This charming photograph of the snow-covered house at Green Spring Gardens was donated to the Fairfax County Park Authority in 1976 by Russell Whitesell. He lived at Green Spring with his sister and widowed mother, Minnie, who had purchased the property in 1931. Eleven years later, Michael and Belinda Straight purchased the house, outbuildings and 32 acres for $32,500.
This photo shows how the house looked prior to the Straight’s restoration of it. Shortly after purchasing Green Spring, the Straights hired architect Walter Macomber to restore the house. Macomber had worked on the restoration of Colonial Williamsburg and was considered a master of the Colonial Revival style. His work at Green Spring included removing the side kitchen and adding an enclosed sun porch and symmetrical brick wings on either side of the house. Macomber wanted interior architectural pieces to date from a time appropriate to the house, so he scoured the local area salvaging 18th century fireplaces, doors, cabinets, panels, and woodwork. He incorporated them into the Green Spring property.

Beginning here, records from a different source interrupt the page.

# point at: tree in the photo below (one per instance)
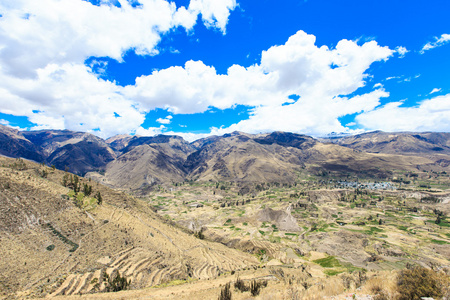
(225, 293)
(99, 198)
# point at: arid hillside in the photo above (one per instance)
(54, 242)
(140, 164)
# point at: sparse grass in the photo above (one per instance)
(328, 262)
(440, 242)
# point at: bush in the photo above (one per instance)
(240, 285)
(115, 282)
(225, 293)
(255, 288)
(419, 282)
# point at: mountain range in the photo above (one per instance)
(138, 163)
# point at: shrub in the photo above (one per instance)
(255, 287)
(419, 282)
(225, 293)
(115, 282)
(240, 285)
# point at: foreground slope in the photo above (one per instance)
(53, 244)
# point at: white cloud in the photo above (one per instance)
(69, 31)
(318, 75)
(151, 131)
(401, 51)
(435, 90)
(439, 41)
(430, 115)
(166, 120)
(377, 85)
(43, 46)
(215, 13)
(393, 77)
(43, 76)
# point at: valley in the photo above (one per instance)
(297, 217)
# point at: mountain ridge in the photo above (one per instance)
(140, 163)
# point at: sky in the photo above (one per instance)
(208, 67)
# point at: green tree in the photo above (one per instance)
(99, 198)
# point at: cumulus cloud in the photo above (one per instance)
(438, 42)
(435, 90)
(70, 96)
(68, 31)
(401, 51)
(44, 44)
(43, 47)
(320, 76)
(428, 115)
(166, 120)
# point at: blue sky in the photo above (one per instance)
(202, 67)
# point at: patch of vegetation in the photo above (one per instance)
(256, 286)
(333, 272)
(115, 282)
(372, 230)
(440, 242)
(328, 262)
(225, 293)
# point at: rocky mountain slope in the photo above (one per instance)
(56, 243)
(427, 143)
(140, 163)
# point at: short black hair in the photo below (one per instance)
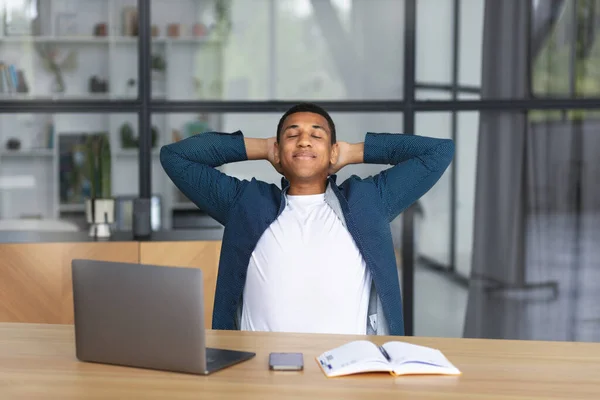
(308, 107)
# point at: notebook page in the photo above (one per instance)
(353, 357)
(406, 353)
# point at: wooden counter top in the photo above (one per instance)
(38, 362)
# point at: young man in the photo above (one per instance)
(313, 256)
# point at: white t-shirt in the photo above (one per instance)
(306, 274)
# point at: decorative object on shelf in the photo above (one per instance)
(223, 24)
(129, 141)
(17, 21)
(199, 30)
(130, 18)
(101, 29)
(130, 88)
(174, 30)
(22, 86)
(12, 80)
(158, 63)
(99, 206)
(13, 144)
(66, 24)
(158, 67)
(56, 62)
(98, 85)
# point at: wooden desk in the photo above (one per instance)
(35, 278)
(38, 362)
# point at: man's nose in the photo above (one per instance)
(304, 140)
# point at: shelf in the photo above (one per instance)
(33, 153)
(184, 205)
(71, 208)
(128, 153)
(56, 39)
(168, 40)
(104, 40)
(58, 96)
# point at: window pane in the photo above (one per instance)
(45, 167)
(68, 49)
(566, 56)
(279, 50)
(434, 41)
(531, 182)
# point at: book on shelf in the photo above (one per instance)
(397, 358)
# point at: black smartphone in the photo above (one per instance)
(286, 361)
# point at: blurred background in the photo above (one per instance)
(504, 246)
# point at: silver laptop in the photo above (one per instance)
(144, 316)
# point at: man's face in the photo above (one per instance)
(304, 149)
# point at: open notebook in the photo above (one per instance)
(397, 358)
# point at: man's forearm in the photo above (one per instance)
(256, 149)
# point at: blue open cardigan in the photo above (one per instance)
(365, 205)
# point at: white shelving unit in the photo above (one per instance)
(193, 72)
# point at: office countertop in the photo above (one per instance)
(208, 234)
(39, 361)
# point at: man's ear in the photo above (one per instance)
(276, 152)
(335, 154)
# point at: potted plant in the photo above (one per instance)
(100, 206)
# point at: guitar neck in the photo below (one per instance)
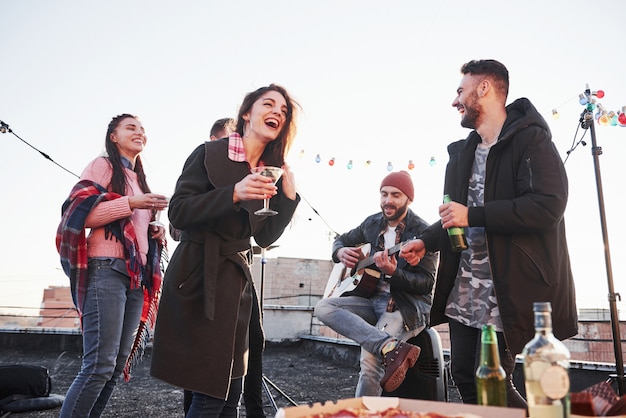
(366, 262)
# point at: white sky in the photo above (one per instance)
(375, 80)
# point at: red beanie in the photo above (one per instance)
(400, 180)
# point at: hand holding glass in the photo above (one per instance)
(157, 215)
(274, 173)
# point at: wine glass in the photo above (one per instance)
(157, 216)
(274, 173)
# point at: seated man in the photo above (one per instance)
(398, 307)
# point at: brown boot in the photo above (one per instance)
(396, 363)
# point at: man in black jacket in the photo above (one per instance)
(509, 191)
(392, 300)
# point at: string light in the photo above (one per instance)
(603, 117)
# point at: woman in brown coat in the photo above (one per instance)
(200, 341)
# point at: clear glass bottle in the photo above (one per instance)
(490, 376)
(456, 234)
(546, 369)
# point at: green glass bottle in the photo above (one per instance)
(490, 376)
(456, 234)
(546, 369)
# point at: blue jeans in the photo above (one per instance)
(204, 406)
(367, 322)
(111, 315)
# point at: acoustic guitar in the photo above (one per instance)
(358, 281)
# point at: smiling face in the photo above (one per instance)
(129, 137)
(266, 117)
(393, 203)
(467, 102)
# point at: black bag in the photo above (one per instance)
(23, 381)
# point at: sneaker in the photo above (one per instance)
(396, 363)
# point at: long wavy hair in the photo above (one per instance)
(118, 179)
(276, 150)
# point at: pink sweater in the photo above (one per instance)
(100, 171)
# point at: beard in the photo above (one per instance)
(399, 211)
(472, 114)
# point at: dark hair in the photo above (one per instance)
(224, 124)
(277, 149)
(118, 178)
(493, 69)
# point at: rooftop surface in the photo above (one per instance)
(300, 373)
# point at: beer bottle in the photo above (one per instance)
(546, 369)
(490, 376)
(456, 234)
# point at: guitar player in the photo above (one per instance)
(398, 307)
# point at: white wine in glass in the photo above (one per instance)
(274, 173)
(157, 216)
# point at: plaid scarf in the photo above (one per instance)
(72, 247)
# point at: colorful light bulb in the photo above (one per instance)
(555, 114)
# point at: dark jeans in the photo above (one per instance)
(204, 406)
(253, 381)
(465, 359)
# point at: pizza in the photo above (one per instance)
(387, 413)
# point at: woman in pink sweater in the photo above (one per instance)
(114, 272)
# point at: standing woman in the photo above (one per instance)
(200, 341)
(114, 272)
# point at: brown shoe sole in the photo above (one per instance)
(396, 379)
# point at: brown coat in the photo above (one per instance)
(200, 340)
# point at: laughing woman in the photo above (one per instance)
(200, 340)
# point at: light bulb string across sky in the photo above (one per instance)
(603, 116)
(351, 163)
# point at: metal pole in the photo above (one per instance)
(612, 296)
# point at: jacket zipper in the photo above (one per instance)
(530, 172)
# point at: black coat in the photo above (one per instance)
(201, 332)
(526, 193)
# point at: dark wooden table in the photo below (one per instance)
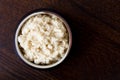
(95, 53)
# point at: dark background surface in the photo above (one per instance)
(95, 53)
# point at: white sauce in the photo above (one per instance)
(44, 39)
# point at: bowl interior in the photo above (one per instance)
(19, 49)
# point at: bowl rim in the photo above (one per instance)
(19, 51)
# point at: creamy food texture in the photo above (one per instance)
(44, 39)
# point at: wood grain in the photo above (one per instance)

Macomber turned a spring house on the property into a cottage for the Straights while restoration on the main house was underway. The Straights moved into the main house by the end of 1942. At the same time of the restoration, the Straights hired renowned landscape designer Beatrix Farrand to design the gardens. The completed restoration work of these two designers earned Green Spring a listing on the National Register of Historic Places.
The Straights and their five children lived at Green Spring until 1965. In 1970, they donated the house and 18 acres to the Fairfax County Park Authority. The county has added additional acreage to make up today’s 31 acres of Green Spring Gardens.